Stock price when the opinion was issued
Changing from GICs and a savings account? He would suggest you buy some preferred shares. Preferred shares are undervalued relative to interest rates. You can buy this ETF. 70% of the portfolio is in floating rate preferreds, which means if interest rates rise, the value of the preferreds will hold their own because the interest they collect will rise. It pays a monthly income and has a 4.8% yield, significantly better than you would get on a bond portfolio.
Adding preferred shares to bonds and GICS to a portfolio? HPR or ZPR? Great idea and either of those ETFs is fine. CPD is a basket of reset-preferreds is another idea or buy the individual preferreds like BCE or the banks. Preferreds are good to buy now because rates are so low. Preferreds are now yielding 120-200% of what 1o-year bonds are paying.

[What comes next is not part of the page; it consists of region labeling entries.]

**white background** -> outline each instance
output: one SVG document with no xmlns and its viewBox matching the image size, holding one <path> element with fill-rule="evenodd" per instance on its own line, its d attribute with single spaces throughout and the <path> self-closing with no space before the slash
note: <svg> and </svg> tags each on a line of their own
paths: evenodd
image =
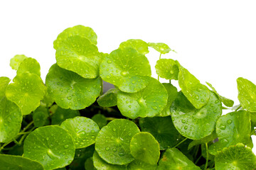
<svg viewBox="0 0 256 170">
<path fill-rule="evenodd" d="M 23 54 L 39 62 L 45 81 L 55 62 L 53 40 L 64 29 L 83 25 L 97 34 L 100 52 L 131 38 L 166 43 L 178 53 L 162 58 L 178 60 L 238 104 L 236 79 L 256 84 L 255 8 L 254 0 L 1 1 L 0 76 L 14 78 L 9 60 Z M 154 69 L 159 54 L 150 50 Z"/>
</svg>

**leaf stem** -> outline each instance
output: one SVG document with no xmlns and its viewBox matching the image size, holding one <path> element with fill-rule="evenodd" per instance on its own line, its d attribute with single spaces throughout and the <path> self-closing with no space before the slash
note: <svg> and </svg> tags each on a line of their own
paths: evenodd
<svg viewBox="0 0 256 170">
<path fill-rule="evenodd" d="M 208 143 L 206 142 L 206 166 L 205 166 L 205 169 L 207 169 L 207 166 L 208 166 L 208 162 L 209 159 L 209 153 L 208 153 Z"/>
</svg>

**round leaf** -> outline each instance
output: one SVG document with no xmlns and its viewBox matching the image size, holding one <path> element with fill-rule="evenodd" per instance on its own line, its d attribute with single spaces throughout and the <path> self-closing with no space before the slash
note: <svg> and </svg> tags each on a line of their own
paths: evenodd
<svg viewBox="0 0 256 170">
<path fill-rule="evenodd" d="M 119 90 L 117 89 L 110 89 L 102 96 L 100 96 L 97 99 L 97 102 L 102 107 L 112 107 L 117 106 L 118 91 Z"/>
<path fill-rule="evenodd" d="M 128 170 L 156 170 L 157 164 L 149 164 L 140 160 L 134 160 L 129 163 Z"/>
<path fill-rule="evenodd" d="M 101 90 L 100 78 L 88 79 L 53 64 L 46 76 L 49 95 L 63 108 L 80 110 L 93 103 Z"/>
<path fill-rule="evenodd" d="M 165 106 L 165 108 L 161 113 L 156 115 L 157 116 L 161 116 L 161 117 L 168 116 L 171 115 L 171 112 L 170 112 L 171 106 L 178 96 L 177 88 L 176 88 L 171 84 L 164 83 L 163 85 L 165 87 L 166 90 L 167 91 L 168 100 L 167 100 L 166 106 Z"/>
<path fill-rule="evenodd" d="M 156 64 L 156 72 L 161 78 L 178 80 L 179 69 L 176 62 L 174 60 L 159 60 Z"/>
<path fill-rule="evenodd" d="M 57 64 L 87 79 L 99 76 L 100 55 L 96 45 L 82 37 L 71 36 L 56 50 Z"/>
<path fill-rule="evenodd" d="M 215 122 L 222 113 L 221 102 L 210 92 L 208 103 L 196 109 L 186 96 L 179 92 L 171 107 L 174 125 L 183 136 L 201 140 L 210 135 L 215 129 Z"/>
<path fill-rule="evenodd" d="M 168 149 L 159 162 L 158 170 L 201 170 L 176 148 Z"/>
<path fill-rule="evenodd" d="M 72 137 L 57 125 L 38 128 L 24 141 L 24 157 L 39 162 L 46 170 L 70 164 L 75 150 Z"/>
<path fill-rule="evenodd" d="M 38 76 L 28 72 L 17 74 L 13 81 L 6 88 L 6 97 L 21 108 L 23 115 L 28 115 L 40 106 L 46 86 Z"/>
<path fill-rule="evenodd" d="M 28 158 L 9 154 L 0 154 L 0 169 L 44 170 L 43 165 Z"/>
<path fill-rule="evenodd" d="M 250 81 L 239 77 L 237 79 L 238 100 L 243 108 L 256 111 L 256 85 Z"/>
<path fill-rule="evenodd" d="M 82 116 L 67 119 L 61 123 L 60 127 L 66 130 L 73 137 L 75 149 L 87 147 L 94 144 L 100 131 L 96 123 Z"/>
<path fill-rule="evenodd" d="M 161 150 L 174 147 L 185 138 L 175 128 L 171 116 L 140 118 L 139 126 L 142 131 L 156 138 Z"/>
<path fill-rule="evenodd" d="M 68 37 L 74 35 L 86 38 L 89 39 L 92 43 L 97 45 L 97 35 L 94 30 L 90 27 L 78 25 L 68 28 L 60 33 L 58 35 L 57 39 L 53 42 L 54 49 L 56 50 L 61 46 L 62 42 L 66 40 Z"/>
<path fill-rule="evenodd" d="M 156 164 L 160 157 L 159 144 L 149 132 L 139 132 L 132 138 L 130 143 L 132 155 L 147 164 Z"/>
<path fill-rule="evenodd" d="M 16 137 L 21 126 L 21 109 L 6 97 L 0 99 L 0 143 Z"/>
<path fill-rule="evenodd" d="M 171 50 L 171 48 L 165 43 L 163 42 L 149 42 L 149 47 L 151 47 L 160 52 L 161 54 L 166 54 L 169 52 Z"/>
<path fill-rule="evenodd" d="M 168 94 L 163 84 L 154 78 L 146 87 L 137 93 L 117 93 L 117 107 L 129 118 L 154 117 L 167 104 Z"/>
<path fill-rule="evenodd" d="M 246 144 L 250 140 L 250 112 L 239 110 L 222 115 L 216 122 L 219 141 L 210 146 L 209 152 L 215 154 L 217 151 L 237 143 Z"/>
<path fill-rule="evenodd" d="M 78 110 L 57 107 L 56 110 L 51 117 L 51 123 L 53 125 L 60 125 L 66 119 L 73 118 L 78 115 L 80 115 Z"/>
<path fill-rule="evenodd" d="M 23 60 L 26 59 L 23 55 L 16 55 L 13 58 L 11 59 L 10 66 L 13 69 L 18 70 L 18 68 Z"/>
<path fill-rule="evenodd" d="M 97 170 L 127 170 L 125 165 L 110 164 L 101 159 L 97 152 L 93 154 L 93 164 Z"/>
<path fill-rule="evenodd" d="M 146 55 L 149 53 L 148 44 L 139 39 L 130 39 L 122 42 L 119 48 L 132 47 L 136 49 L 139 53 Z"/>
<path fill-rule="evenodd" d="M 186 69 L 182 66 L 179 68 L 178 79 L 182 92 L 196 108 L 201 108 L 207 104 L 210 98 L 210 90 Z"/>
<path fill-rule="evenodd" d="M 127 92 L 139 91 L 149 83 L 151 69 L 147 58 L 133 48 L 112 51 L 101 63 L 100 74 L 107 82 Z"/>
<path fill-rule="evenodd" d="M 251 170 L 256 168 L 256 157 L 252 149 L 240 143 L 218 152 L 215 162 L 216 170 Z"/>
<path fill-rule="evenodd" d="M 132 137 L 139 132 L 133 122 L 116 119 L 103 127 L 96 137 L 95 149 L 100 157 L 109 164 L 127 164 L 134 160 L 130 154 Z"/>
<path fill-rule="evenodd" d="M 40 64 L 36 59 L 31 57 L 26 58 L 21 62 L 17 70 L 17 74 L 26 72 L 36 74 L 38 76 L 41 76 Z"/>
</svg>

If interest rates are going to go up (he doesn’t think that is going to happen in a big way), then reset preferreds make a lot of sense. If interest rates are going to go down, reset preferreds don’t. The BMO S&P/TSX Laddered Preferred (ZPR-T) has more reset preferreds in it, while this one is a combination of traditional type preferreds and the resets. Either one is fine right now, but he has been a net seller of these in recent weeks. If this one dips back to about $12.50, he is going to start buying again. He would be a seller above $13.